# Cluster Internals

This article describes several of the service elements that constitute a notable portion of the Platform9 components. In addition to the pf9-hostagent, pf9-comms, and pf9-nodelet services, Platform9 also installs other services that comprise a Kubernetes Cluster. The [Host Internals](https://platform9.com/docs/v5.3/PES/host-internals) page describes these elements in additional detail.

For further details on nodelet, please review the [Nodelet](https://platform9.com/docs/kubernetes/nodelet) page filed under the PMK documentation. The following diagram illustrates a high-level view of the different services, containers, and processes involved in creating the cluster. In the diagram below, note the hierarchy of various components.

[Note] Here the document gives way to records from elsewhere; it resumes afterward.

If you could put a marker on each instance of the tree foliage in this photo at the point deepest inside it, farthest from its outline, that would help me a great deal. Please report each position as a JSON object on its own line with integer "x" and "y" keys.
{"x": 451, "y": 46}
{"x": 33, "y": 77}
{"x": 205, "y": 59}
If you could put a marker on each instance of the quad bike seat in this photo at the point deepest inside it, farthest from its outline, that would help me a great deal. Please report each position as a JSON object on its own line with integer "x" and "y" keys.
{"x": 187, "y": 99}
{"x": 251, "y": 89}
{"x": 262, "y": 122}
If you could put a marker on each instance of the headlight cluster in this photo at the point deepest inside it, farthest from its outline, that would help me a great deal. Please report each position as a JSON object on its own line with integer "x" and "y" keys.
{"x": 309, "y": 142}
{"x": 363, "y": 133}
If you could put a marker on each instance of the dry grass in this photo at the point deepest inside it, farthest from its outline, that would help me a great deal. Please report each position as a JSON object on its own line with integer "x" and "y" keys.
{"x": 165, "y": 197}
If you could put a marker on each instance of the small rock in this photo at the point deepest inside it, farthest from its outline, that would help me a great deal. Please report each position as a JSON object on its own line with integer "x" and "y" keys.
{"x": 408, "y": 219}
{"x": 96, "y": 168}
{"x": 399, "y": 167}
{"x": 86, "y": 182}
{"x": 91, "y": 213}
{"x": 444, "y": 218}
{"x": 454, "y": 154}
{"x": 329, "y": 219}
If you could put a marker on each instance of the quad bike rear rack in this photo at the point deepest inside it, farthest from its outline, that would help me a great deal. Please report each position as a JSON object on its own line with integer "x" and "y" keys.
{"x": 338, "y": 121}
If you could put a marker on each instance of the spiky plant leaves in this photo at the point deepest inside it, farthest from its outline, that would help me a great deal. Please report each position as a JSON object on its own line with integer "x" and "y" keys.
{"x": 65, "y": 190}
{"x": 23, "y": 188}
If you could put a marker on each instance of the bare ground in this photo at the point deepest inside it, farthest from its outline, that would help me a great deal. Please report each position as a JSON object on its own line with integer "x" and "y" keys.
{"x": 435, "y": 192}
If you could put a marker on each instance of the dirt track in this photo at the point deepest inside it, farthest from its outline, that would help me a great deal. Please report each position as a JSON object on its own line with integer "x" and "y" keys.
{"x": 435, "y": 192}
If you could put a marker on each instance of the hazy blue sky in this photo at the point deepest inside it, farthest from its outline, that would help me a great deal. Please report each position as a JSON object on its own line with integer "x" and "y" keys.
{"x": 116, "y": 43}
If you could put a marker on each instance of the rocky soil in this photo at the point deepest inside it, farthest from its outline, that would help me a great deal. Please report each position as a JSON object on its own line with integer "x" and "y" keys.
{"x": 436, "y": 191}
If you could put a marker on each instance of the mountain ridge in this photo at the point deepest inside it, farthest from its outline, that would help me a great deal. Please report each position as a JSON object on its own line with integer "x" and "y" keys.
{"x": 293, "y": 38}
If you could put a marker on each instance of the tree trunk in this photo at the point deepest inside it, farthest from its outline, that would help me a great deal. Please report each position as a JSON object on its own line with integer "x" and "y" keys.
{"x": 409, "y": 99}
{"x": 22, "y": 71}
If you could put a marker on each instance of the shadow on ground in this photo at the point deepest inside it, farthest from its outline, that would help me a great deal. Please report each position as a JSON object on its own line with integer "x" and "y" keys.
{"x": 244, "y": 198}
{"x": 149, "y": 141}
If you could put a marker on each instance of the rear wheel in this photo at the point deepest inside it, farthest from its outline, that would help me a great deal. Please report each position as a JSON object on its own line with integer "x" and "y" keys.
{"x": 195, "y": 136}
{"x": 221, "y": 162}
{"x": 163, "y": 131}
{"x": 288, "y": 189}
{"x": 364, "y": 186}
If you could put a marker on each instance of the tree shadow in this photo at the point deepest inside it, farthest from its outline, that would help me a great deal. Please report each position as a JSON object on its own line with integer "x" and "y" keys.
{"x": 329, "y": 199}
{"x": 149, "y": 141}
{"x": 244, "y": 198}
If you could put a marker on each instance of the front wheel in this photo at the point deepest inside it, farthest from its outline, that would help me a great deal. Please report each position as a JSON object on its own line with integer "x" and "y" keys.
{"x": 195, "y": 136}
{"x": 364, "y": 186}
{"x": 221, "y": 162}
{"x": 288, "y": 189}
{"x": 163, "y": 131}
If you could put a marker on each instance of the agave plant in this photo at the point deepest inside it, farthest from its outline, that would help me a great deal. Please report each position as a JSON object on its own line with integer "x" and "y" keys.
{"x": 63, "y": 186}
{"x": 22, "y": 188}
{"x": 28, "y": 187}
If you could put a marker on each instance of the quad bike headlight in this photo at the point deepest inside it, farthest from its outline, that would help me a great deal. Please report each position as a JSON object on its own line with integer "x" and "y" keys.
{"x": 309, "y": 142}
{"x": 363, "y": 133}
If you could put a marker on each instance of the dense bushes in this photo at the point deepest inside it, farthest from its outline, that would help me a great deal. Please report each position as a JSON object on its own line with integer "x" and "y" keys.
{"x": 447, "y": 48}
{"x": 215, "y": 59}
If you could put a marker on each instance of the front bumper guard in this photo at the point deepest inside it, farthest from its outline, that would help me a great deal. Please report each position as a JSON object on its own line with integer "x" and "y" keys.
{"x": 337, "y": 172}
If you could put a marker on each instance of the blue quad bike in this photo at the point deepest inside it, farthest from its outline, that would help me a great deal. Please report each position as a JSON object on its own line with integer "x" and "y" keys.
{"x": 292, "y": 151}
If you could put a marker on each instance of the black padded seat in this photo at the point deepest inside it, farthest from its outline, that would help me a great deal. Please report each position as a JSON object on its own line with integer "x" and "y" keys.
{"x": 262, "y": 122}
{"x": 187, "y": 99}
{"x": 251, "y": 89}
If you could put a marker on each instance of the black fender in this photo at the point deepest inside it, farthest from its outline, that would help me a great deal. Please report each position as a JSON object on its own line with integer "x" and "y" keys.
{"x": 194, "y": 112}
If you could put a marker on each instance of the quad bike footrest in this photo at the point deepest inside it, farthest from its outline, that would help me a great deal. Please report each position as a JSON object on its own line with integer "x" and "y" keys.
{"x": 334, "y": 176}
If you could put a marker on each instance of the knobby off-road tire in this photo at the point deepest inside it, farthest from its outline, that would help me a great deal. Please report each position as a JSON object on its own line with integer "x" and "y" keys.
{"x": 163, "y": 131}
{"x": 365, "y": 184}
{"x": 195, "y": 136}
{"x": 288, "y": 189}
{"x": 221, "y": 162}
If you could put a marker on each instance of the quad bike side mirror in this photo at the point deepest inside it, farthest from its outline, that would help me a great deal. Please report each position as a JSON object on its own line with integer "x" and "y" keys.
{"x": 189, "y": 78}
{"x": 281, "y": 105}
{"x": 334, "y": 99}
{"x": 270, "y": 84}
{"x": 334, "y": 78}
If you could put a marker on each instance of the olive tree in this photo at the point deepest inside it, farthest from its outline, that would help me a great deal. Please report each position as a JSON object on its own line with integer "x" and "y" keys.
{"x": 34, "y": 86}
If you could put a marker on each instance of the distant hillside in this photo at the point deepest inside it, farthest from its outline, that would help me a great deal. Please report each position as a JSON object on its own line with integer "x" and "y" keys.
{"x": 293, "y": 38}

* **pf9-hostagent:** This is the prominent service that is responsible for initiating nodeletd.
* **nodeletd:** The nodeletd functions on the worker and master differ slightly. For example, the following diagram shows a master configuration. It starts these three primary services:
  * kubelet
  * dockerd
  * keepalived

![](https://content.gitbook.com/content/tZryvDiHvZIhOZofYOWU/blobs/11MZhQmnM0PvFacf8LIe/1633651672.png)

* **dockerd:** This process creates containers via the docker daemon.
* **keepalived:** Bare metal systems primarily use keepalived to provide highly available IP addresses between the different Kubernetes API servers.
* **kubelet:** This Kubernetes component runs as needed as a systemd unit file. It initiates various containers like the k8s-master, apiserver, controller, scheduler, etc. It also starts the addon-operator, which in turn launches other critical system addons.
* **kube-proxy, etcd:** Both of these components run as docker containers.

### Master - Worker Connections

The following diagram illustrates the different networking connections between masters and workers.

* **etcd:** etcd creates clusters and allows them to talk, if it exists in a mesh network.
* **apiserver:** The apiserver on each master talks to the other corresponding etcd processes on each localhost.
* **VIP:** A virtual IP (or VIP) is created and is maintained by keepalived using the VRRP protocol. Workers use the VIP to communicate with the masters. If a node fails, the VIP will move between the master nodes.
* **kubelet:** The kubelet on each worker node will connect to the VIP (and hence, each of the servers).